Search Unity

SpeedTree performance issues

Discussion in 'General Discussion' started by Pecek, Jun 11, 2015.

  1. Pecek

    Pecek

    Joined:
    May 27, 2013
    Posts:
    187
    After about 2 weeks of trying to get everything working properly I'm out of ideas. Did anyone managed to use ST without extremely low performance? I disabled wind, smoothlod, I even modified the prefab(for the sake of testing I deleted everything but the billboard as most of the trees in my scene are billboards anyway- so I only have a parent with a lod group component, and a child with transform, billboard renderer, tree, and material component(even tried to place them as gameobject - so I got rid of the lodgroup component and the parent)). I'm out of ideas, my cpu usage is over the roof(22ms, rendering is about 2.7-3ms - without any kind of game logic, basically I have a camera and 11.2k billboards - they are batched together), I made a build, but didn't noticed much performance improvement. I have no idea what's going on, why is the billboard renderer so slow? Am I missing something?
     
  2. angrypenguin

    angrypenguin

    Joined:
    Dec 29, 2011
    Posts:
    15,620
    We can't help much without more info. Things that would help:
    - The device you're testing on. For in-Editor tests, the specs of the computer.
    - A screenshot of the scene.
    - Version of Unity.
    - Any relevant options/settings you've tried.
     
  3. Pecek

    Pecek

    Joined:
    May 27, 2013
    Posts:
    187
    @angrypenguin
    Sure, sorry. I'm only testing on pc(fx6300, gtx660, 16gb). I tried to make a screenshot but nothing really can be seen(as I wrote in my original post, I made a scene just for testing the billboard performance, so there is nothing but 11k trees and a single camera pretty far away from them(far clipping plane set to 5000). I'm using 5.1, but I had the same issue with the earlier releases as well. Also may worth mentioning I tried it on another machine(fx6100, amd 4830, 4gb) and the performance was pretty much the same.
     
  4. jimmikaelkael

    jimmikaelkael

    Joined:
    Apr 27, 2015
    Posts:
    796
    I have a similar problem with speedtrees eating the drawcalls count. I'm far from 11K trees but it seems to me that it is poorly batched. I don't know if it makes a difference but I'm using deferred rendering path.
     
  5. Pecek

    Pecek

    Joined:
    May 27, 2013
    Posts:
    187
    As far as I know what you might experience is just the limitation of dynamic batching(static batching not working on speedtree trees), my main concern is billboard rendering(I have a few hundred draw calls as well when I'm using speedtree properly(~not just the billboards) and the camera is close to them. In the old system I can easily make like 150k trees without any sort of performance issues(actually a lot more, but don't see the point of filling every inch with trees), that's why I'm surprised by speedtree's billboard performance as they are batched properly(in the scene mentioned above statistics says 11 199 saved by batching - and that seems correct, when I first tried it with default settings(smoothlod on) I got way worse fps).
     
  6. N1warhead

    N1warhead

    Joined:
    Mar 12, 2014
    Posts:
    3,884
    I was having major performance hits because I was using Water4. If you're using Water4 ANYWHERE on your scene try unticking it and all my speedtree trees and stuff worked back at normal. Heck Water4 was giving my 8 Core CPU 200MS!

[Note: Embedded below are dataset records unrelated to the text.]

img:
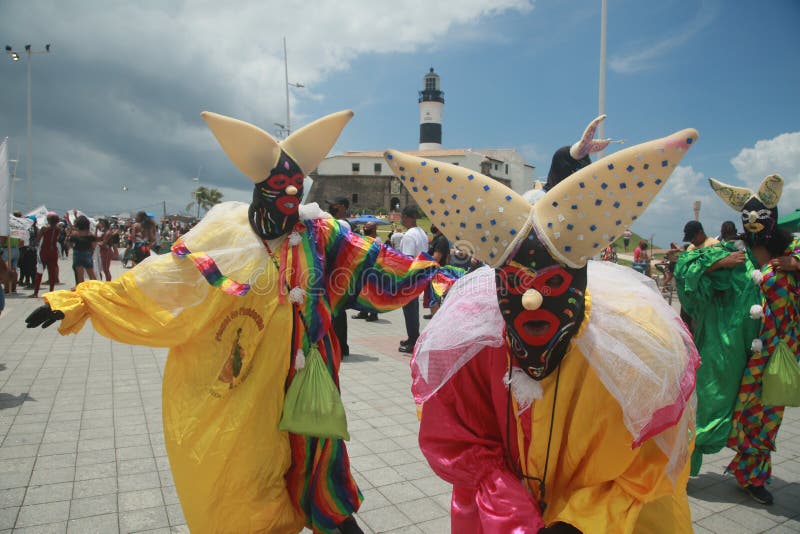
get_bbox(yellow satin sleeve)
[527,345,692,533]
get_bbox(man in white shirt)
[398,206,428,354]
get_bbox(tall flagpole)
[597,0,606,159]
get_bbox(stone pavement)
[0,261,800,534]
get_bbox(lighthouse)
[419,67,444,150]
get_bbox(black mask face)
[544,146,592,191]
[248,152,304,239]
[742,197,778,244]
[495,230,586,380]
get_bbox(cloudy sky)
[0,0,800,244]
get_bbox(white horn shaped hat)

    But it worked vice-versa - I could have speed-tree trees and water (disable the trees) - and it would work flawlessly, or I can disable the water and would work again flawlessly.

    So I guess speedtree and water4 don't mix I found out.

    (Not sure if you're using it, if so try not using it and see what happens).
     
  7. Deleted User

    Deleted User

    Guest

    Well 11K trees is a ridiculous amount, you need to stream them at a certain viewable distance and at least offer some sort of occlusion culling. Which is Umbra in Unity...#

    Yes of course you can have a million trees "in a scene" but not in view..! Even in AAA games, you'd never have a tenth of that in view at any one time..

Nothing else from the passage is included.